I am having some trouble keeping a mod_jk setup stable.  At this point, I
feel like I am too far into trial and error mode and would like some help
figuring out how to identify the problem.

My current setup involves, two linux (RHEL 5) server each running two tomcat
instances (6.0.20).  A third RHEL 5 box is running apache (2.2.3) with
mod_jk(1.2.28).  I am using terracotta to "cluster" the tomcat sessions.
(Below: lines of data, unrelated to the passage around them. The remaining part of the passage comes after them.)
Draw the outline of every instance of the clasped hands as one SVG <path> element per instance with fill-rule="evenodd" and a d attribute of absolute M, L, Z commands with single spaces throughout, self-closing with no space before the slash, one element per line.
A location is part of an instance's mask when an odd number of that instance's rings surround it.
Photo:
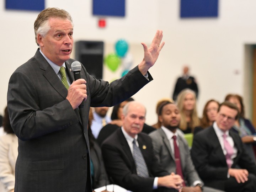
<path fill-rule="evenodd" d="M 159 187 L 174 188 L 179 192 L 181 192 L 183 182 L 183 180 L 180 175 L 172 172 L 168 175 L 159 177 L 158 184 Z"/>
<path fill-rule="evenodd" d="M 249 173 L 246 169 L 230 168 L 228 171 L 229 175 L 235 177 L 239 183 L 248 181 Z"/>

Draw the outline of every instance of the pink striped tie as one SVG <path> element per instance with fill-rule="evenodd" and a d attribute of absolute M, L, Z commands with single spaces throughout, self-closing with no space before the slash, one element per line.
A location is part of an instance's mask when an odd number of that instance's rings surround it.
<path fill-rule="evenodd" d="M 229 168 L 230 168 L 232 165 L 232 162 L 231 156 L 234 154 L 234 150 L 228 142 L 226 140 L 227 135 L 225 133 L 224 133 L 223 135 L 223 140 L 224 141 L 224 148 L 225 148 L 226 154 L 226 161 L 228 166 Z"/>

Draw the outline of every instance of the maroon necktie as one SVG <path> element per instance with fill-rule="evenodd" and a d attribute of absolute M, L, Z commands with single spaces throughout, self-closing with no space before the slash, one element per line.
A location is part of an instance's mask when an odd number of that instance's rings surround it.
<path fill-rule="evenodd" d="M 172 137 L 174 139 L 174 156 L 175 157 L 175 163 L 176 164 L 176 174 L 178 175 L 184 180 L 183 174 L 181 169 L 181 163 L 180 161 L 180 150 L 176 142 L 176 135 Z M 183 182 L 183 186 L 185 186 L 185 183 Z"/>

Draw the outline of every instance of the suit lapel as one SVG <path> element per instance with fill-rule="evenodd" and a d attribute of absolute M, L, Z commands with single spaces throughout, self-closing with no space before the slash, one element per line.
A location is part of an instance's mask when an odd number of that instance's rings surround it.
<path fill-rule="evenodd" d="M 215 133 L 213 127 L 212 126 L 209 129 L 209 135 L 208 138 L 210 143 L 213 145 L 213 152 L 215 156 L 219 158 L 224 165 L 226 165 L 226 158 L 222 150 L 219 141 L 219 138 Z"/>
<path fill-rule="evenodd" d="M 164 130 L 162 129 L 162 128 L 159 129 L 159 134 L 162 138 L 163 142 L 164 142 L 164 143 L 165 145 L 168 149 L 168 151 L 170 154 L 170 155 L 171 156 L 174 161 L 175 162 L 175 157 L 174 157 L 174 152 L 173 152 L 172 151 L 171 148 L 171 145 L 170 145 L 170 141 L 168 140 L 168 138 L 167 138 L 167 137 L 165 134 L 165 133 Z"/>
<path fill-rule="evenodd" d="M 119 129 L 116 131 L 117 132 L 118 138 L 119 138 L 120 143 L 123 150 L 123 152 L 127 158 L 127 163 L 130 164 L 131 167 L 133 167 L 133 169 L 135 169 L 135 171 L 136 171 L 135 162 L 134 161 L 132 154 L 132 151 L 131 151 L 130 149 L 126 140 L 126 139 L 122 132 L 122 129 L 121 128 Z"/>
<path fill-rule="evenodd" d="M 232 131 L 230 131 L 230 130 L 229 132 L 229 135 L 233 139 L 233 141 L 234 142 L 234 146 L 235 146 L 236 148 L 236 149 L 238 150 L 236 156 L 235 158 L 235 159 L 234 159 L 234 162 L 233 162 L 233 165 L 236 165 L 237 163 L 238 160 L 239 159 L 239 158 L 238 158 L 239 156 L 240 155 L 240 154 L 242 153 L 242 149 L 241 148 L 242 146 L 241 146 L 239 144 L 240 142 L 238 140 L 238 139 L 239 138 L 235 136 L 235 134 L 236 134 L 236 133 L 233 133 L 232 132 Z M 232 167 L 233 167 L 233 165 L 232 165 Z"/>
<path fill-rule="evenodd" d="M 179 143 L 179 150 L 180 150 L 180 155 L 181 159 L 181 166 L 182 167 L 182 172 L 184 172 L 183 170 L 185 169 L 185 165 L 186 164 L 186 161 L 187 160 L 185 159 L 185 153 L 186 151 L 185 143 L 181 138 L 181 135 L 178 135 L 178 141 Z"/>

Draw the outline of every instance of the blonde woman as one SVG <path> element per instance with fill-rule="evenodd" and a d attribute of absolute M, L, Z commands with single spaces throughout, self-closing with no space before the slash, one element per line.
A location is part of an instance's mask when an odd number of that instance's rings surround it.
<path fill-rule="evenodd" d="M 196 99 L 194 91 L 188 89 L 179 94 L 177 106 L 181 113 L 180 128 L 184 133 L 193 133 L 195 127 L 200 125 L 196 109 Z"/>

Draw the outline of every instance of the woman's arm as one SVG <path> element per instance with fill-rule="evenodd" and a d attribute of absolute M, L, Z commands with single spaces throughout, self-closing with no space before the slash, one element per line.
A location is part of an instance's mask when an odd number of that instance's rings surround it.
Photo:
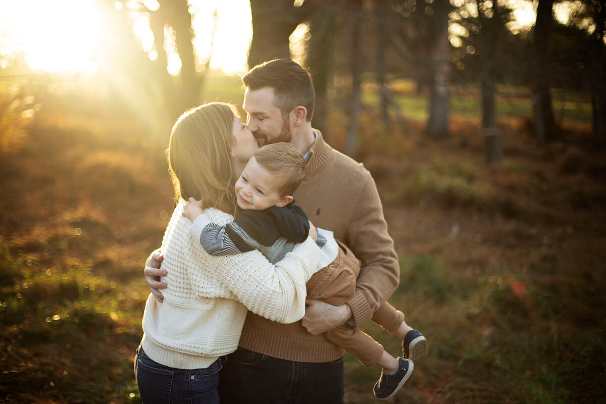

The problem that I am having is that under small load (and unfortunately,
intermittently), I get random nodes that produce errors.  Typically these
errors indicate that mod_jk can no longer contact tomcat (see excerpts
below).  In most cases, the the user request just hangs (never returns). 
So, it also appears that the errors are not causing a session failover --
though I need to confirm that again after my recent round of changes.  In
most cases, these nodes that are in error recover on their own.  However,
during the failure event, I get a bunch of unhappy users.  I am hoping to
find a way to make the nodes more stable and then address the fail-over
aspect.

I have tried different mod_jk parameters and think I have settled on a
decent set of them.  I have all of the garbage collection information
logging out and do not seem to have any gc events that are taking longer
than the request timeout.  I am gathering jvm and os stats and do not see a
hardware constraint (memory, cpu, io).  So, I am a bit of a loss on where to
look.

I am pasting in all of the relevant files/excerpts that I can think of.  I
appreciate any advice on what additional data to gather to shed light on
this problem (outright solutions are welcome too :)).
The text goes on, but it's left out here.